27 November 2020 / product hunt

How Not Implement Html Editor

If someone says, "Tell me about a technical failure you made", this is the story I'm going to share. ?

For the Product Hunt Collection project, I needed to implement a WYSIWYG HTML editor. The two choices at that time (March 2017) were Draft.js and Slate. I decided to go with Slate. It was easier to understand and had great examples that fit our needs.

Slate is a sound library and still serves us well to this day. The mistake I made was in the way I applied it to our project.

In the frontend, I wrapped and exposed Slate via:

HTMLInput - React component that encapsulates the Slate HTML editor. Used in forms.
slateToHTML - function which converts the Slate Editor state to a React component displaying its output HTML.

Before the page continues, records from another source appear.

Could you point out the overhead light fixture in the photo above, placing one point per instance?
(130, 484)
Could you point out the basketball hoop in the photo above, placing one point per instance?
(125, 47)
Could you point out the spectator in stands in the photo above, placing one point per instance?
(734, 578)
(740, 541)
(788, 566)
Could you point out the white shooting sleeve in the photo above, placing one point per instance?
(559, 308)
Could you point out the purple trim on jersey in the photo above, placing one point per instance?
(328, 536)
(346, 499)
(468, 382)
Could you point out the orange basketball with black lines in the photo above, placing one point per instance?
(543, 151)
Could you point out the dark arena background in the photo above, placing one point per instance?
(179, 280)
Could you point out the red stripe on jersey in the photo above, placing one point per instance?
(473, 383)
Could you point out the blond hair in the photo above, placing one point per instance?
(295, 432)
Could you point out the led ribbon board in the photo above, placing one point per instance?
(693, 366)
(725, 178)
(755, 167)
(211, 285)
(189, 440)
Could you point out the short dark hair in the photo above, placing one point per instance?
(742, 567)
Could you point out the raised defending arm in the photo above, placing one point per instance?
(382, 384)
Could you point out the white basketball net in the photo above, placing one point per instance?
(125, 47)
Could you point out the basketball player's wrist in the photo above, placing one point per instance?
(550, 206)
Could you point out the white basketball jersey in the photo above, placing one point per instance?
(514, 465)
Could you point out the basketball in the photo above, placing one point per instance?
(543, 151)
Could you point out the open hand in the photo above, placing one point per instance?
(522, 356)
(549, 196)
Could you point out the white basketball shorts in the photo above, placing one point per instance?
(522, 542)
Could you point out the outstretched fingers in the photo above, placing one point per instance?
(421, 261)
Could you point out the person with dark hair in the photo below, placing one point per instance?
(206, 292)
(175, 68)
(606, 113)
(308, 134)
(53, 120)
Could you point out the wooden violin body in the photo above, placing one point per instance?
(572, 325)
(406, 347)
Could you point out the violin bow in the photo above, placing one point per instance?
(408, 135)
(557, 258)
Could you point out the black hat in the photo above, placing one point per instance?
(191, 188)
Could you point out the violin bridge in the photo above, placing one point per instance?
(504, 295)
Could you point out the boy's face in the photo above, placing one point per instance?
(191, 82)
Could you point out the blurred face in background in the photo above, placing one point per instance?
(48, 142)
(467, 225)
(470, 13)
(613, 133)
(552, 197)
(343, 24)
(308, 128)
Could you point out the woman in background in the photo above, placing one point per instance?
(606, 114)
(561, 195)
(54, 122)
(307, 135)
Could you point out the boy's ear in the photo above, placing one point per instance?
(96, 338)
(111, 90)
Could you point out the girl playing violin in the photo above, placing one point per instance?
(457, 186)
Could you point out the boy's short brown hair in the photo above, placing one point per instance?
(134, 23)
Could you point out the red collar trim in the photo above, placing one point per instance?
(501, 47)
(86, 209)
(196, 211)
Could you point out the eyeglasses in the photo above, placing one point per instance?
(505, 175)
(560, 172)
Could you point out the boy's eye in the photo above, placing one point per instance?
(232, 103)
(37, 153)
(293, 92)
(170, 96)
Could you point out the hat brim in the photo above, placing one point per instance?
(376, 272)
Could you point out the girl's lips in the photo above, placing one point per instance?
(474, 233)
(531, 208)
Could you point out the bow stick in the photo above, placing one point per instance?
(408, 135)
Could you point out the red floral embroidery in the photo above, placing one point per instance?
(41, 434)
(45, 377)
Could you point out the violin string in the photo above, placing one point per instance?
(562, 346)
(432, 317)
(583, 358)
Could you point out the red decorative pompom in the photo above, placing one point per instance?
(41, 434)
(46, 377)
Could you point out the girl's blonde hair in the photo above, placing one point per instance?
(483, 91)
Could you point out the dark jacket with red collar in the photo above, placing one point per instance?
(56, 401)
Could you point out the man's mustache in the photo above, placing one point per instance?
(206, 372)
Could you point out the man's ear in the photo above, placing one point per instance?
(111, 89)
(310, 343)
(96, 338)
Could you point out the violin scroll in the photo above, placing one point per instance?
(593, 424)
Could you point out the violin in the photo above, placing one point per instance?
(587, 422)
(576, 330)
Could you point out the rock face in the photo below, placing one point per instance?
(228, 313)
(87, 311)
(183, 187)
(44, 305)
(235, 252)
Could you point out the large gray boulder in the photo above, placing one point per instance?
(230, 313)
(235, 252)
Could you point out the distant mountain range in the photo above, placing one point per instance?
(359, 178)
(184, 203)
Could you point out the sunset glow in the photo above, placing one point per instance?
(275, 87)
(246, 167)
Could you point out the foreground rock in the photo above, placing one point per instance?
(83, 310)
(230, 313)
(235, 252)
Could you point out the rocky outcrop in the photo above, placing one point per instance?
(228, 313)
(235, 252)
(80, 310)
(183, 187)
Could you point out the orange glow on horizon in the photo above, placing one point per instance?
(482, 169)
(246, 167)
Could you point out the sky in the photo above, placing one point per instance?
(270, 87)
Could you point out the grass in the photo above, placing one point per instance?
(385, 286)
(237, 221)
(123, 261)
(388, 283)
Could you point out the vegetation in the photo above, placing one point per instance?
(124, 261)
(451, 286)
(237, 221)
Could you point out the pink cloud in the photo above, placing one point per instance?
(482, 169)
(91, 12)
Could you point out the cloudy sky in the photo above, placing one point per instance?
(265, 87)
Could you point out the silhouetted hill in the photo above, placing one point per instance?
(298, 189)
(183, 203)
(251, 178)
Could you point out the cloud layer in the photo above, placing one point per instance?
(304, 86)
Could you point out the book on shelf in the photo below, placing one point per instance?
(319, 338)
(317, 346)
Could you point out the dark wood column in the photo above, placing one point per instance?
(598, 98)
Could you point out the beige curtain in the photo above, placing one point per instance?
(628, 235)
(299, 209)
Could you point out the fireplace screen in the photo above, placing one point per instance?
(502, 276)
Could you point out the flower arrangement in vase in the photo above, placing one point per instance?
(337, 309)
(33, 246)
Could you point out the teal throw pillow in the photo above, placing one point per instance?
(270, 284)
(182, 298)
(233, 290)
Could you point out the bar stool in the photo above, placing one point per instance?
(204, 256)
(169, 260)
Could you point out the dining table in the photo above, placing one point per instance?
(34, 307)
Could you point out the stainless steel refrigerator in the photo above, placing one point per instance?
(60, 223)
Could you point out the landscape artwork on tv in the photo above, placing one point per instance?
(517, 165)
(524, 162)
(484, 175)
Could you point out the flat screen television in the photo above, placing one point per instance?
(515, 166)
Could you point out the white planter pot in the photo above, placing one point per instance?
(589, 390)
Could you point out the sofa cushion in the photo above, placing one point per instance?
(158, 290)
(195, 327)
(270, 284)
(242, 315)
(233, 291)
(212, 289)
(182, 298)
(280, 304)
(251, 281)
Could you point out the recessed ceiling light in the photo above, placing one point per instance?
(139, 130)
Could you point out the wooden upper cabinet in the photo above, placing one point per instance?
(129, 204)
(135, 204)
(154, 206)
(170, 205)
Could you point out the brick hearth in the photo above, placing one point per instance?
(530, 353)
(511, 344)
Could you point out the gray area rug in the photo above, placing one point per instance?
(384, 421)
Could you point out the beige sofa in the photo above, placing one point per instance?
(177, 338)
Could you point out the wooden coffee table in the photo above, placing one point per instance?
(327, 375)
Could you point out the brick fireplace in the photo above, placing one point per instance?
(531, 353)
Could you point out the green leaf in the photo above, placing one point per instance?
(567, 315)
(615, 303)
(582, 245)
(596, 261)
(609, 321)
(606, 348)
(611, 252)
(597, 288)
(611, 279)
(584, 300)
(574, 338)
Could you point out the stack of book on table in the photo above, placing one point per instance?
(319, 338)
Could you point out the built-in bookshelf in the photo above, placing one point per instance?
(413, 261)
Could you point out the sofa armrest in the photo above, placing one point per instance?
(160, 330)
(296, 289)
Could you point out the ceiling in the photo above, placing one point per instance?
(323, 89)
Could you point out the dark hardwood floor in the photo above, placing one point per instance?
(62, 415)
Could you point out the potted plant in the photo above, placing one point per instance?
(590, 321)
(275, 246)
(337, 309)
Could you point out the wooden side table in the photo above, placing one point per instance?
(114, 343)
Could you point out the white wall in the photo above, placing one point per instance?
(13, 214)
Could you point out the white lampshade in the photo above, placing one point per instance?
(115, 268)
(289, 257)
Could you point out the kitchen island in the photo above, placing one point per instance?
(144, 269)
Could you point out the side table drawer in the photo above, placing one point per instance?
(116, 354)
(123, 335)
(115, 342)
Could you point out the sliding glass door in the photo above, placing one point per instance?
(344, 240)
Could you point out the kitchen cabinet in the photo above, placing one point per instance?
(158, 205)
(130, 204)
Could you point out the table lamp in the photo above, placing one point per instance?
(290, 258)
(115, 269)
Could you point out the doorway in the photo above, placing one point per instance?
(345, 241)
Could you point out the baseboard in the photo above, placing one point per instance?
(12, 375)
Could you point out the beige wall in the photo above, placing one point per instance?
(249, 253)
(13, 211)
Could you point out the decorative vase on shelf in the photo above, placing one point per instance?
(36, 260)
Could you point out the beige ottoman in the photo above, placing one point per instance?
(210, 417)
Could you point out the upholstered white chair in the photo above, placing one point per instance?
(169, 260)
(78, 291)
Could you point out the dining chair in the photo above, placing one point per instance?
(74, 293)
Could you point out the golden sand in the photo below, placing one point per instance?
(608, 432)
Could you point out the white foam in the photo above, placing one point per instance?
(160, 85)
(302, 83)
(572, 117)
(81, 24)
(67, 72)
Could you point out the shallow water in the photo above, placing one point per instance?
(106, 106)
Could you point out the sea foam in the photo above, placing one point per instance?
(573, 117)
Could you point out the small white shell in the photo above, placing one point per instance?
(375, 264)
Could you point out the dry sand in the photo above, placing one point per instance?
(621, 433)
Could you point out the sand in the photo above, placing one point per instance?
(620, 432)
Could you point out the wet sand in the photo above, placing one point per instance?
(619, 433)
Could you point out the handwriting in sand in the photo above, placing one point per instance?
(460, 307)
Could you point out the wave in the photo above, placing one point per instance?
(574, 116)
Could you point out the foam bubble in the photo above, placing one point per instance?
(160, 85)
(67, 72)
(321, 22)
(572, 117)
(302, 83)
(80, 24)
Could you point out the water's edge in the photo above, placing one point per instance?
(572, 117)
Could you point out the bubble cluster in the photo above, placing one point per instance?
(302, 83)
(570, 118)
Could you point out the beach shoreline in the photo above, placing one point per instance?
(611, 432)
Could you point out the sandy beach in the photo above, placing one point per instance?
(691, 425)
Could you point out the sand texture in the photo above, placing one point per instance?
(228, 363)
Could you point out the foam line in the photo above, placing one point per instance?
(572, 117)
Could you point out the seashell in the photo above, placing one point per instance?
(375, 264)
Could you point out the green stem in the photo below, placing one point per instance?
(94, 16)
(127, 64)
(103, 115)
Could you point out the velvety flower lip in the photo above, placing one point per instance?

This encapsulation worked quite well.

<!-- HTMLInput in a form -->
<Form.Field name="description" control={HTMLInput} />

<!-- show HTML content -->
<p>{slateToHTML(collection.description)}</p>

Slate represents its state with a big nested JS object called the Editor. For the backend, I decided to store the Slate Editor state directly in a "JSONB" column.

My reasoning was the following:

It will make the code simpler.
- I only need to get the editor's state and pass it to the backend. Then, from the backend, put it back into Slate via slateToHTML.
It will be more secure because we don't deal with raw HTML, and I can validate the JSON structure in the backend via GraphQL input types.
We will have only 1~2 slateToHTML conversions per page, and there won't be a significant performance hit.

It took me a couple of days to build and ship a working HTML editor powered by Slate, but then...

What went wrong

The first bad sign was when we needed to send an email containing HTML generated by Slate. We needed to write a converter in Ruby that turned the Slate Editor state into an HTML string. Now, we had two places where we defined what our HTML Editor capabilities were. ?

Then Slate changed the structure of its Editor state and records in our database couldn't be directly passed to Slate. We used our Ruby converter and extended it to be a translation layer between the old and the new Slate Editor formats. We were doubling our work. ?‍♂️

There were many smaller annoyances like searching in HTML fields or validating based on HTML length. ?

We also needed different places to allow/disallow certain HTML and custom elements. We only validated this in the frontend, because validating Slate structure per field was tricky. ?

This was combined with an increased number of places that used Slate like Comments, Ship Messages, Goals, and others. We started hitting performance issues. ?‍♂️

Those issues started arising one by one in the span of a year. We were in boiling frog mode. Every fix was a workaround and made our system slower and more complex. ?

How we fixed this

We got stuck on an outdated Slate version - 0.19.30. It had a lot of bugs. The latest version at the time was 0.44.9 ?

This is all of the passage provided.